Established in 1780 as the Richmond Baptist Church, the church was the first church of any denomination organized in the city of Richmond, Virginia. This meeting house was later referred to as the 'old Baptist Church'. It was also the first Baptist church founded in a Virginia city. Initially, the congregation gathered in private homes before constructing its first meeting house, near the north east corner of Cary at Second Streets. The church building no longer exists, but was located in what is the 200 block of E Cary St. The meeting house later became known as the 'old Baptist Church'. It was described as "One small wooden house, with a shed at either end, stood not far off, in which service was performed by Baptist preachers, for want of a better place of worship. Its locality possessed the advantage of being near the Penitentiary pond -- convenient for immersion--for it was then pure water." The church later became officially known as the First Baptist Church after the formation of the Second Baptist Church in 1820. The congregation moved to a new location at what is now E Broad St. and College St. in 1802. About half of its early members were enslaved and free people of color. By 1840, the church had a significant Black membership, with 1,700 Black members and 373 White members. In 1841, the congregation split along racial lines, leading to the formation of the First African Baptist Church.

===The Burying Ground===
The Old Baptist Church Burying Ground is the burial ground associated with the "old Baptist Church" on Cary Street. Established circa 1780 and active until approximately 1802, it served as an early burial site for both enslaved and free Black people connected to the church.

According to a newspaper article in the Daily Dispatch, the burying ground was described as "Extending back from the place of execution towards Main street was a piece of wooded land, attached to the old Baptist Church in which the senior Father Courtney preached. This land was a kind of potters' field, used principally for the burial of negroes, but unenclosed. Here were interred the bodies of Gabriel, Solomon, and Peter, and others who suffered death for participation in the insurrection of 1800, and it was probably their remain that were disturbed by Capt. Coke's workmen." (Note: While the 1871 Daily Dispatch account is a primary source for the physical discovery of remains at this location, modern scholars and preservationists note that Reconstruction-era press accounts often utilized speculative narratives and racial stereotypes when reporting on Black historical figures.) The article states that Gabriel and some of his followers, including his brother Solomon and Peter, were interred there after their 1800 execution for involvement in a planned slave insurrection aimed at gaining control of Richmond and negotiating an end to slavery in Virginia.
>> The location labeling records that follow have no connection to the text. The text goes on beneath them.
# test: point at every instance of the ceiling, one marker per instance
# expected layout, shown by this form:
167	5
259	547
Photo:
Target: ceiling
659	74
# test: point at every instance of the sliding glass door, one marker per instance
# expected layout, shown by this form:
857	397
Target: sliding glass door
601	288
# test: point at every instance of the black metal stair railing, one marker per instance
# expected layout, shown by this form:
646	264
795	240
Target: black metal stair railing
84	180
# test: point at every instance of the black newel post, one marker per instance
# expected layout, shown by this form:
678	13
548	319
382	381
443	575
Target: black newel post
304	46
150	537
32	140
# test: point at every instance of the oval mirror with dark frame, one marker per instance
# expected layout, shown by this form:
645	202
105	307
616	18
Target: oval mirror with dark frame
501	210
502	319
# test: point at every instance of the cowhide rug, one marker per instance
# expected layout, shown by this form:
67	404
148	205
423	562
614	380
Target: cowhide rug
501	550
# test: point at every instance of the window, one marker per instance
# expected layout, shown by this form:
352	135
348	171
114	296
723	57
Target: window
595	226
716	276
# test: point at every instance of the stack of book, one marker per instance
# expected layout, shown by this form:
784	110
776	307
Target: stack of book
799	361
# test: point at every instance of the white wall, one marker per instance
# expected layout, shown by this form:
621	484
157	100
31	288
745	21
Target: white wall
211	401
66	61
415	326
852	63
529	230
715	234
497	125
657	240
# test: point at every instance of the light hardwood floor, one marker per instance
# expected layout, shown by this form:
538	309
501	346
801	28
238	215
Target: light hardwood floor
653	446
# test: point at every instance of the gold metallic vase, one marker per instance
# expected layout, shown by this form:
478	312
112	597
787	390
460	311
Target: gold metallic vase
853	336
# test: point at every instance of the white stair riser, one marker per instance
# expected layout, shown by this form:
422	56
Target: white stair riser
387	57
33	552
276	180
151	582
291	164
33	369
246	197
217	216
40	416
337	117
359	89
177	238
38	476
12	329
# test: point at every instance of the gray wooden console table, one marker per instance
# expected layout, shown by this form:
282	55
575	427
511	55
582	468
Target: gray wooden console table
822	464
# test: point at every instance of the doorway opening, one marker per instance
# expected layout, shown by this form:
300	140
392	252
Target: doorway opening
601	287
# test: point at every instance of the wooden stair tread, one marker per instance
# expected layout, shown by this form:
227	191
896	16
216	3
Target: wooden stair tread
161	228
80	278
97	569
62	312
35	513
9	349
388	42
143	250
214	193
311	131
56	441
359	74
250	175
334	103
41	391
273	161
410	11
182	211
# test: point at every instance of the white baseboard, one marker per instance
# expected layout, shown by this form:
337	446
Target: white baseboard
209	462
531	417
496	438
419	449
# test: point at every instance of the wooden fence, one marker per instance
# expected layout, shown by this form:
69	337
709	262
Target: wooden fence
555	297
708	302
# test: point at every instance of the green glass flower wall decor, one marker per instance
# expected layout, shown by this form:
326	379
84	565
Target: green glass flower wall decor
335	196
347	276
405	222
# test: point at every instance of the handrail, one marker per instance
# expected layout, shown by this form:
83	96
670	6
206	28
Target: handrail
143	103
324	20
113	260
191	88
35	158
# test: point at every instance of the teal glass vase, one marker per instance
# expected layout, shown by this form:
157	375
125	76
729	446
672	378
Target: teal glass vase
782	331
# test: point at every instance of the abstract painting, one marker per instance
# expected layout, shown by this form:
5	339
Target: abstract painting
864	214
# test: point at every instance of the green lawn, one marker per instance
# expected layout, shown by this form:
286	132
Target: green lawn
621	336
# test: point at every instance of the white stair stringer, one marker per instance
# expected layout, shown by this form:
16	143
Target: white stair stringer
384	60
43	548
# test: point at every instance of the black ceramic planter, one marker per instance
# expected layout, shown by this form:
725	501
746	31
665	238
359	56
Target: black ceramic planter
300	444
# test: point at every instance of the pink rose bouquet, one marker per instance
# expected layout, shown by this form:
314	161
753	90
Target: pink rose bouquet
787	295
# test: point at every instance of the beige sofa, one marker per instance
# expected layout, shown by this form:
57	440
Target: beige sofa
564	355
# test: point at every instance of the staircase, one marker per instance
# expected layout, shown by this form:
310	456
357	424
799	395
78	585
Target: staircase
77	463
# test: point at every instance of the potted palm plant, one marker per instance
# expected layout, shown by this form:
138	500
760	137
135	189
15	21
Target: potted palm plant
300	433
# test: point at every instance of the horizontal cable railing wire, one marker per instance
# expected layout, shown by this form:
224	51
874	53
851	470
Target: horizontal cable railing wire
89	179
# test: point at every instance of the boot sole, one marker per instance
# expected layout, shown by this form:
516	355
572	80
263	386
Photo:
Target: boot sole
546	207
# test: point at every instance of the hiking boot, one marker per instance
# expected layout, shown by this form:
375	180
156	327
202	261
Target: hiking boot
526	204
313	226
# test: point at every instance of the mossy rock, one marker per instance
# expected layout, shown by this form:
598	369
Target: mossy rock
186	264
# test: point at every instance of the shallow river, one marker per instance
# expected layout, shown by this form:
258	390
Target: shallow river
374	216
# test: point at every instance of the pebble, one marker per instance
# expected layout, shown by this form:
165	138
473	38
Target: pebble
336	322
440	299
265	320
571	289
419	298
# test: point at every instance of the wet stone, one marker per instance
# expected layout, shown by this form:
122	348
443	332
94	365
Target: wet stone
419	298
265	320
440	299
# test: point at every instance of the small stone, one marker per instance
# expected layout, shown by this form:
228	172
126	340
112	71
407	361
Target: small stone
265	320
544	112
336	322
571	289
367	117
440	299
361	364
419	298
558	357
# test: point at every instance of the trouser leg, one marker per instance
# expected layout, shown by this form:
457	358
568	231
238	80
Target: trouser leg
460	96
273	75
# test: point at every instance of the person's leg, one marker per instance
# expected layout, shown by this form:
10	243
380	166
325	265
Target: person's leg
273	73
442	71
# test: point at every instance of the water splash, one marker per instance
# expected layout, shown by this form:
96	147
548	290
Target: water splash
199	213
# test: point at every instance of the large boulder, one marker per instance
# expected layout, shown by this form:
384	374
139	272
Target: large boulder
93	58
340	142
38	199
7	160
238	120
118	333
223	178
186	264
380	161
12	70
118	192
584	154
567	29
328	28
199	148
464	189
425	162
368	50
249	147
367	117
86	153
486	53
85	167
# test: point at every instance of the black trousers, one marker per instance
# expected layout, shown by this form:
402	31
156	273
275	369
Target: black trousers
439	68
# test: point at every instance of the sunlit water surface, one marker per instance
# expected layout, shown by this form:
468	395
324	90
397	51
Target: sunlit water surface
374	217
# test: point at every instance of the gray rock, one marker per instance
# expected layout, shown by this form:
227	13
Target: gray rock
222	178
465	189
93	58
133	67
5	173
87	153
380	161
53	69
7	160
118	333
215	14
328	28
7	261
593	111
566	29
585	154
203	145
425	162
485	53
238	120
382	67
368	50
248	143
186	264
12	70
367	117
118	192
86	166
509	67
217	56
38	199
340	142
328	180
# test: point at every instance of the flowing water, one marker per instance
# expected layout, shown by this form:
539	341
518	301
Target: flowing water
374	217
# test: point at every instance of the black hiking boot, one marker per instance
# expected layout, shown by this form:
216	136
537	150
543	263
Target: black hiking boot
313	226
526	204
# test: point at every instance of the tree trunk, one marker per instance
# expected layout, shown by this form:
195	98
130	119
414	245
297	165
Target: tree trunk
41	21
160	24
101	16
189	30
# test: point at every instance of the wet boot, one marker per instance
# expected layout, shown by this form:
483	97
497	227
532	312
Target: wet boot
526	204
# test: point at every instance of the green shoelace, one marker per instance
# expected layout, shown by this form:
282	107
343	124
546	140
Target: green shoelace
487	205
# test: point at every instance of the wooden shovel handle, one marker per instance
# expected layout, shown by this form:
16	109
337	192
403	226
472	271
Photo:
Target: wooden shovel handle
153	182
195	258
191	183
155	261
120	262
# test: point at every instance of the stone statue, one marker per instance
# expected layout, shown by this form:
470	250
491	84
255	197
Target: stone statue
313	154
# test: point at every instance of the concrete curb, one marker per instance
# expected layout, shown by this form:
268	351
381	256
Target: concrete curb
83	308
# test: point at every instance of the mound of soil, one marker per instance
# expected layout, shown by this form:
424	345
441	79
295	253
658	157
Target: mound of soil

Whalthall's 'Hidden Things Brought to Light', written in 1861, notes that tombstones were protruding from the ground at 2nd and Cary Streets. Walthall states that the First Baptist people had selected it for a site.

In 1871, human remains were discovered during excavations for a new residence, belonging to Capt. John A. Coke, at the corner of Cary and 3rd streets. This plot (#659) was previously part of the old Baptist Church property. Newspaper speculation suggested the remains might belong to Gabriel, Solomon, Peter, and others executed on Gallows Hill based on accounts of their burials at that location.

The primary site for public executions in Richmond in 1800 was Gallows Hill, near Canal and 1st Streets, located within a few blocks of the old Baptist Church. The Shockoe Bottom African Burial Ground became the main execution site after 1806, and the Shockoe Hill African Burying Ground after 1816.

For several years following its rediscovery in the 1990s, the Shockoe Bottom African Burial Ground was believed by some to be the execution and burial site of Gabriel and his followers, after their failed rebellion. However, research of municipal records by scholars like Michael L. Nicholls and others indicates that the 'usual place' of execution in Richmond at the time of their 1800 condemnation was Gallows Hill, located near Canal Street and 1st Street, a few blocks from the old Baptist Church.
 The Burial Ground for Negroes in Shockoe Bottom, as it was known historically, became the 'usual place' of execution after 1806.